Diffuse

Diffuse is a static risk analysis tool for code changes. It scores changes across multiple dimensions and generates clear, actionable reports to assist reviewers and reduce regression risk.

Why Build Diffuse?

Existing tools don't do a good job of flagging risky changes that aren't caught by a linter. There's a huge lack of visibility into logic reuse, especially across an organization, but even within different parts of the same application's repos or monorepo.

I built this tool to mitigate scenarios like:

  • Small change comes through. Looks logical and passes both lint and QA, but breaks something somewhere else and nobody notices until a user report comes in.

  • Devs go through and tweak logic for their own use without realizing that 5 other teams are using that logic, and now it's broken for 4 of them and everyone is submitting competing PRs. Or else another team bandaids the component so that it works for both cases, and a few years from now there's a garbled frankencomponent that's been extended and re-extended into a shambling mess.

  • AI changes a ton of stuff in a single PR and it's hard to tell what's going on, but deadlines are tight and it looks pretty reasonable so someone merges it

...And so on.

How it works

Diffuse scores changes across multiple dimensions:

Type safety: Changes to return types, props, or exports. It might work for this case, but it's fairly likely to break something somewhere else out of the current scope if not carefully vetted.

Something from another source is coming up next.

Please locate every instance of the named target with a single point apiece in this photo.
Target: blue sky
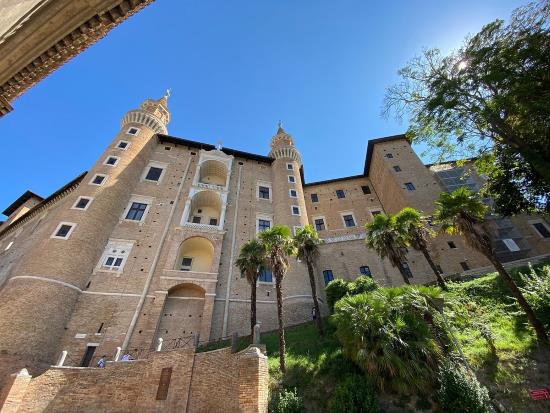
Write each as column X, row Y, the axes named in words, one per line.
column 235, row 68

Graph-based impact: Widespread or critical usage across the codebase. If 47 files import a symbol, best tread very carefully when merging changes.

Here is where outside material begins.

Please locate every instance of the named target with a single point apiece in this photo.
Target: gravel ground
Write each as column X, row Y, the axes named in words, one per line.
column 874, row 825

Large change: Symbol has been meaningfully changed (over 20% of lines changed)

Missing test updates: Symbol has been meaningfully changed, but tests haven't been updated. Not a breaking change in and of itself, but should be flagged. (suppress with --no-tests flag)

These factors are aggregated and assigned weighted points, then a final score is calculated, and everything is displayed in the terminal or a PR comment.

Diffuse features:

  • Abstract symbolic tree analysis
  • Configurable score weights and messages
  • Customizable output (verbose, skip tests, etc)
  • Single repository analysis
  • TypeScript support
  • Usage graph analysis within the repository
  • Test coverage detection
  • Multiple output formats (terminal, markdown)
  • GitHub Actions integration

And was built with:

  • tsmorph
  • node
  • github api/github actions

I would love to add:

Cross-repo analysis in particular would really help this project, but requires infrastructure, and may need to be reserved for an eventual pro tier. Also hot file analysis, flagging when a file has been involved in a bunch of recent PRs. Possibly trend graphs if that's not overkill/info exhaustion.

  • Full vanilla JavaScript support
  • Multi-language support
  • Subtree spread scoring (temporarily disabled until project structure conventions are better defined)
  • Set up optional PR block for score over x
  • Cross-repo analysis with GitHub App integration
  • "Hot file" detection based on PR frequency
  • Historical data analysis and trend tracking
  • Advanced analytics dashboard
  • Slack integration for notifications
  • Project-aware risk configurations Next has unique risks compared to Vite compared to whatever
  • Caching and large-repo optimizations

...But I think this project is likely to be just another piece of noise on a PR. Especially as I'm seeing the rise of automated comments on PRs. I'm not exactly sure how to solve this problem, in all honesty, but I'm considering drilling down on the core features of this tool and spinning out a more focused, less noisy report.